Adding Embedded Linux platform

[linfan68]

This pull request introduces support for the linemb platform, targeting embedded Linux devices such as the Raspberry Pi Zero. The changes include updates to several configuration and source files to ensure compatibility and functionality for this new platform.
The original disscussion: Running on ARM Linux boards (Raspberry Pi Zero)

The most important changes are summarized below:

Main Entrance for new platform:

• build/devices/linemb/xsProj-glib/main.c: The main entrance for the new platform.

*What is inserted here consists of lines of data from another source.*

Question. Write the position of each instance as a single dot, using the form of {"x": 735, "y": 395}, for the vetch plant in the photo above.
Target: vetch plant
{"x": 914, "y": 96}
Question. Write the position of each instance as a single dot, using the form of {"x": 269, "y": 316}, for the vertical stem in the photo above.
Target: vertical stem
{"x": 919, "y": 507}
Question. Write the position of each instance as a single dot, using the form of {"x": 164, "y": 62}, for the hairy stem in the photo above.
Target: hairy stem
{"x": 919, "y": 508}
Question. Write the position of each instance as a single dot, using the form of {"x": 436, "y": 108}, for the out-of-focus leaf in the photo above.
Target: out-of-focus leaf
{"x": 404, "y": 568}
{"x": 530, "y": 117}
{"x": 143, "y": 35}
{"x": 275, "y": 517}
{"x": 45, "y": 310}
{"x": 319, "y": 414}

Also added signal handling, timeout management, and stack trace functionality to improve error handling and debugging capabilities on the new linemb platform, refer to discussion here: Exception message from JS not showing in log #1474.

Build System:

• Added tools/mcconfig/make.linemb.mk to define the build process for the linemb platform, including toolchain configurations and compilation flags.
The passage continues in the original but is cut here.